Monday, February 25, 2008

Media skews portrayal of internet sex offenders

In any given month, the news reports the story of Lacey, a 5th grade girl who was sharing intimate facts (as intimate as a 5th grader can be) with a fellow grade-school student from a neighboring school. Through chats, MySpace and text messages, Lacey and this boy have been planning to meet. After lying to her mom about meeting her girlfriends at the mall, Lacey’s mom drops her off. This young girl is then abducted, raped and then found dead in a ravine six weeks later. Come to find out, this 5th grade boy Lacey was talking to turned out to be a 40-year-old pedophile who had been sitting in the park stalking Lacey.
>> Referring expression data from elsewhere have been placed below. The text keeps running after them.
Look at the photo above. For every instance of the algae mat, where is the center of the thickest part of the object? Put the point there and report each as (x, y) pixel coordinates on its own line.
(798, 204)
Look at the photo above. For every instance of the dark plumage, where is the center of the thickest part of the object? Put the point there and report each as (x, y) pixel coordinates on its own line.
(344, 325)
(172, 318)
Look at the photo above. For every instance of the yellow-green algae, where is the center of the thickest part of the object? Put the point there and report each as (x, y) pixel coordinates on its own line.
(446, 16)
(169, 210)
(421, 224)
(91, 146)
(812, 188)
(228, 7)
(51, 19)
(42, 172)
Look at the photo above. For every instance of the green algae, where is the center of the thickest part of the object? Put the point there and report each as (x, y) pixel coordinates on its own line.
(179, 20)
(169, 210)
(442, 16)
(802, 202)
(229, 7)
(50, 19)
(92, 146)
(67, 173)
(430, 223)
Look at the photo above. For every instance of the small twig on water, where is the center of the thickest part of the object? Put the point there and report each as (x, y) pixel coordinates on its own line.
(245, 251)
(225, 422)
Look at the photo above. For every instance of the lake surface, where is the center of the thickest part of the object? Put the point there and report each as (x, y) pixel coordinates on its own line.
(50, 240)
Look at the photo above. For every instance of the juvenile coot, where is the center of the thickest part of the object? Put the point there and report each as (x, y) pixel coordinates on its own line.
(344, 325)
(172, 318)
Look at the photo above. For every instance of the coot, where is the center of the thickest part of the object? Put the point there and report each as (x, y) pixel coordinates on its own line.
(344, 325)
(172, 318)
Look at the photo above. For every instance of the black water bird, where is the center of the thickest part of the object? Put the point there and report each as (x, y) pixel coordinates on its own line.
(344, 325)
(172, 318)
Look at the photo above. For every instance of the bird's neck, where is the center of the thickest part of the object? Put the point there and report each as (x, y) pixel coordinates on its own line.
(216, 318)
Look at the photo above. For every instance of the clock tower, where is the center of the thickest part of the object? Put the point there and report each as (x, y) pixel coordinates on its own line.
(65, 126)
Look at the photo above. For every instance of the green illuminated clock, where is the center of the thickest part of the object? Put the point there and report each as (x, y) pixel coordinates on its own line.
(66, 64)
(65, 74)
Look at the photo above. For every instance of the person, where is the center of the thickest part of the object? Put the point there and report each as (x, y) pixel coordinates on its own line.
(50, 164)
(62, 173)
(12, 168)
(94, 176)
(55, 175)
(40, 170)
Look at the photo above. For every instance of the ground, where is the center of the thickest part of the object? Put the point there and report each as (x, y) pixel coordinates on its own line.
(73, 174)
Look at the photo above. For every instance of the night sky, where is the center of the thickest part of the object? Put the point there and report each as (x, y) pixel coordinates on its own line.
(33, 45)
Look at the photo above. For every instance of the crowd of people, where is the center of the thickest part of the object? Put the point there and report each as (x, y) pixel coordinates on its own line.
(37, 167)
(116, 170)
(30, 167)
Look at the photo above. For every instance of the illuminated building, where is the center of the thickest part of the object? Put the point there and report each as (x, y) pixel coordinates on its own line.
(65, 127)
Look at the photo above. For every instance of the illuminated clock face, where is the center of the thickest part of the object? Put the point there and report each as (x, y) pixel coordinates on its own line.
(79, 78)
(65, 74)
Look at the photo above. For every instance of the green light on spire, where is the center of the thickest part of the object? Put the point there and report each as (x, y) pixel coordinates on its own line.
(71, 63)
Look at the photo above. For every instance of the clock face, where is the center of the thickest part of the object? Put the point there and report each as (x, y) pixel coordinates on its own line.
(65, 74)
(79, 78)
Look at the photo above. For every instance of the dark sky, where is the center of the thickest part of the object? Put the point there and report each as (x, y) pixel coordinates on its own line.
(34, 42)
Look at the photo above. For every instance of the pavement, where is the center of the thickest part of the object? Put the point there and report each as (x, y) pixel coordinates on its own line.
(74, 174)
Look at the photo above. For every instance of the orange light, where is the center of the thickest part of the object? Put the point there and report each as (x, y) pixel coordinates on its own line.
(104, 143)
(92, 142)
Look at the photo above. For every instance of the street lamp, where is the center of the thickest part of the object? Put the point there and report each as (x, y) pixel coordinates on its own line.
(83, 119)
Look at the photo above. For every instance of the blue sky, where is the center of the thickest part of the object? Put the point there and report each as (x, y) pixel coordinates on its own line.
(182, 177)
This is the “stereotypical” situation but contrary to popular belief, not the typical cast in the screenplay of internet sex offenses.

Researchers from Crimes Against Children Center at the University of New Hampshire recently published a study showing “most online sex offenders are adults who target teens and seduce victims into sexual relationships.” By taking their time, the targeted youth (mainly female), see the relationship as a “romance” or a “sexual adventure.” Many girls also see this as a healthy relationship with an adult which they may be lacking at home.

According to the study’s authors, educational efforts directed specifically at teens might help them understand the negative aspects and incompatibility of a romantic relationship with an adult online. With frank, open and honest discussions of the behaviors that put one at risk of “internet-initiated sex crimes,” parents and educators may be able to reduce teens risk.

The study also showed that a use of social network sites (such as MySpace or Facebook) do not increase teens risk of becoming a victim of an online sex offender, but it may be the other risky behaviors that lead to trouble. Keeping a buddy list on an online chat program (YIM, AIM, Google chat, etc) that includes strangers, talking to those strangers about sex and “being rude” or “nasty” online (which honestly is quite a subjective idea) were all mentioned as risks. Unfortunately for me, simply writing this blog for you, I have put myself at risk; I’m talking to strangers about sex!

What do you think about the full article? Are you surprised to learn that the media isn’t always painting the “correct” picture?

For more opinions, check out
NetFamilyNews’ ‘Predator’ myths exposed: Study
Infocult: Information, Culture, Policy, Education’s post New study hits internet pedophile fears
Boston Public Schools Myths about online predators post
Perpetual Parenting’s post Most Internet Sex Offenders Target Teens, Not Kids

2 comments:

Mrs. Y said...

Thank you! This is just one example of how skewed, sensationist media coverage is creating a climate of terror all out of proportion with reality - all our kids wouldn't be inside playing on the computers in the first place if they were allowed to play outside unsupervised anymore!

Anonymous said...

The media has ruined many lives by portraying "all sex offenders as dangerous" when in fact, as proven already, only about 10% or LESS are really dangerous and those should be the ones we worry about and LOOK for. We need to go back to the Wetterling Act and get REAL with this mess. It has gone too far and legislators keep on going and no one seems to care. I'm not a "friend" of sex offenders but my gosh, this is going overboard when I can view where a young man lives who had sex or chatted online with a teen! Come on! That, to me, is just plain ignorant of what the laws were intended to be. Now it's so diluted I don't care to EVER see it again (the registry).